Mengatasi diare tidak hanya sebatas minum obat, tetapi juga memastikan cairan tubuh terus tergantikan agar kamu terhindar dari komplikasi dehidrasi. Jika kamu membutuhkan produk-produk kesehatan seperti oralit, suplemen zinc, atau obat anti-diare lainnya, kamu tidak perlu repot keluar rumah dengan kondisi lemas. Segera kunjungi Toko Kesehatan Halodoc untuk membeli obat secara online. Prosesnya cepat, aman, dan obat akan langsung diantar ke depan pintumu. Selain itu, jangan ragu untuk Chat dengan Dokter di Halodoc kapan pun kamu membutuhkan diagnosis medis yang lebih akurat dan resep yang sesuai dengan kondisimu.

Referensi

  • World Health Organization (WHO). Diakses pada 2024. Diarrhoeal disease.
  • Mayo Clinic. Diakses pada 2024. Diarrhea – Symptoms and causes.
  • Kementerian Kesehatan RI (Kemenkes). Diakses pada 2024. Pedoman Tata Laksana Diare.
  • National Center for Biotechnology Information (PubMed). Diakses pada 2024. Acute Gastroenteritis and Diarrhea Management.

FAQ

1. Apakah penderita diare boleh minum susu?

Sebaiknya hindari minum susu sapi dan produk olahannya (seperti keju atau mentega) saat diare.
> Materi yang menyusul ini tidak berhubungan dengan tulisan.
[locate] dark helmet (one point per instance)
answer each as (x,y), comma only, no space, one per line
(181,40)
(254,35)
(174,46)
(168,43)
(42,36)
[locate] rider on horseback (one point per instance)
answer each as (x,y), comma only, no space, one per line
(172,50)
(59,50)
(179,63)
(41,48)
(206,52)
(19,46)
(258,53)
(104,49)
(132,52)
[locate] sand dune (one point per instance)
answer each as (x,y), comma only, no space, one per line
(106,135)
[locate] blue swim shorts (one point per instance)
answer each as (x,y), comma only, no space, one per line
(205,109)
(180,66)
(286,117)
Infeksi usus seringkali menyebabkan penurunan enzim laktase sementara, sehingga tubuh akan kesulitan mencerna laktosa dalam susu, yang justru bisa memperparah kembung dan diare.
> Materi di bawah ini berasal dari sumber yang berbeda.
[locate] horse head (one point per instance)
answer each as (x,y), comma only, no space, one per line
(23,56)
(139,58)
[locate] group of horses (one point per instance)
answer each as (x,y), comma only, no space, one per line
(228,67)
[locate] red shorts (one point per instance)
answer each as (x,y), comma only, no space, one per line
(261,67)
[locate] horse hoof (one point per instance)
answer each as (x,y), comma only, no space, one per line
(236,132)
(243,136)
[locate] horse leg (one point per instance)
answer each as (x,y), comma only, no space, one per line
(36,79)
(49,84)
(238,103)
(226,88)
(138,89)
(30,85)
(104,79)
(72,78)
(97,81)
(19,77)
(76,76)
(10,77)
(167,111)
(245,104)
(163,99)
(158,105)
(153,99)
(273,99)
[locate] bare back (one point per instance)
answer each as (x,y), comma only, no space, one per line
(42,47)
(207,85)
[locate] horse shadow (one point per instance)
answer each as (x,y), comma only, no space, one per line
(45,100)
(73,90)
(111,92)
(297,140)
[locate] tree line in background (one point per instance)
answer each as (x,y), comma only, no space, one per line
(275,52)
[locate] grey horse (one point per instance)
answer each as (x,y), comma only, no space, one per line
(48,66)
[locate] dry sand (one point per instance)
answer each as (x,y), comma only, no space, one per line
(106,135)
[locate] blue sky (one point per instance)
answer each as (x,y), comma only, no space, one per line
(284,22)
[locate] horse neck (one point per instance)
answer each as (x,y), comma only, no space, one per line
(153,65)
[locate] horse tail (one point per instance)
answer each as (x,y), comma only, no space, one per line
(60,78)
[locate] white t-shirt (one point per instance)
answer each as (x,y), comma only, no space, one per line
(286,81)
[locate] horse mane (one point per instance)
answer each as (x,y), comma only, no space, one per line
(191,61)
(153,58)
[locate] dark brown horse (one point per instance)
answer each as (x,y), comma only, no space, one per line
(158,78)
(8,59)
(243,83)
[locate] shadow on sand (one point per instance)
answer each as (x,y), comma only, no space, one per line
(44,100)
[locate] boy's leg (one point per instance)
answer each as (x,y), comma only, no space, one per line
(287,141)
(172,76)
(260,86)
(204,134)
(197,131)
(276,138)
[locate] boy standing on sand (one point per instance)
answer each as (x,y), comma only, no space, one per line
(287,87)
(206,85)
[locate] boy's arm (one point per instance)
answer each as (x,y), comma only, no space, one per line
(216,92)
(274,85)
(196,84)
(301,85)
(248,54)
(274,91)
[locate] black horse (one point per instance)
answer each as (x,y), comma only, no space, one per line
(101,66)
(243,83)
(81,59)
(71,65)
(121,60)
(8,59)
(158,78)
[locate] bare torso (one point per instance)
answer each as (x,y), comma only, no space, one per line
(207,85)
2. Berapa lama waktu yang dibutuhkan sampai diare sembuh?

Pada kasus diare akut yang disebabkan oleh infeksi virus ringan atau keracunan makanan ringan, kondisi ini biasanya akan membaik dengan sendirinya dalam waktu 2 hingga 3 hari. Namun, jika diare berlangsung lebih dari seminggu, hal tersebut memerlukan pemeriksaan medis lanjutan.
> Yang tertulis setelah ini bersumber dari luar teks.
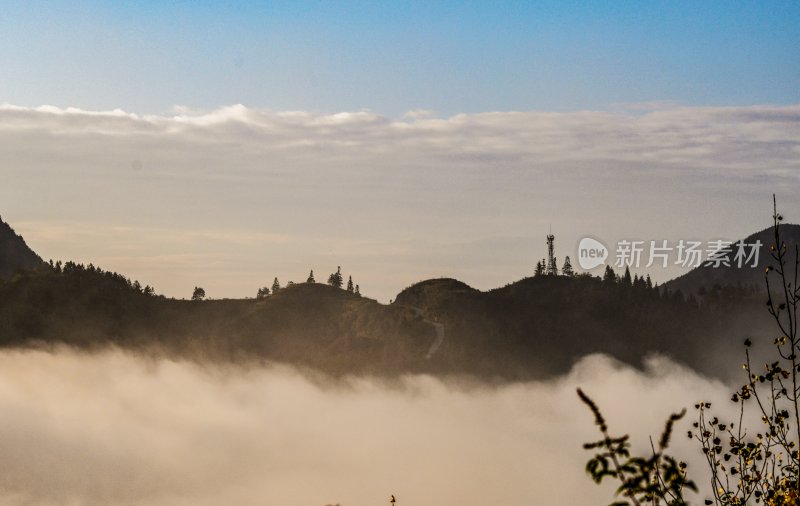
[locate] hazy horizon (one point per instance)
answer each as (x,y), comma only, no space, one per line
(225,144)
(230,199)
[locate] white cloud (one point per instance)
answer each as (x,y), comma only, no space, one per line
(331,182)
(110,428)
3. Makanan apa yang disarankan saat sedang diare?

Sangat dianjurkan untuk mengikuti diet BRAT (Bananas, Rice, Applesauce, Toast) atau pisang, nasi putih, saus apel, dan roti panggang. Makanan-makanan ini rendah serat dan mudah dicerna, sehingga memberikan waktu bagi usus untuk beristirahat sekaligus membantu memadatkan feses.

4. Apakah minum air putih saja cukup untuk mengatasi dehidrasi akibat diare?

Minum air putih saja terkadang tidak cukup karena tubuh tidak hanya kehilangan air, tetapi juga elektrolit penting seperti natrium dan kalium. Oleh karena itu, sangat disarankan untuk mengonsumsi Oralit, kuah sup kaldu, atau minuman isotonik ringan untuk mengembalikan keseimbangan elektrolit.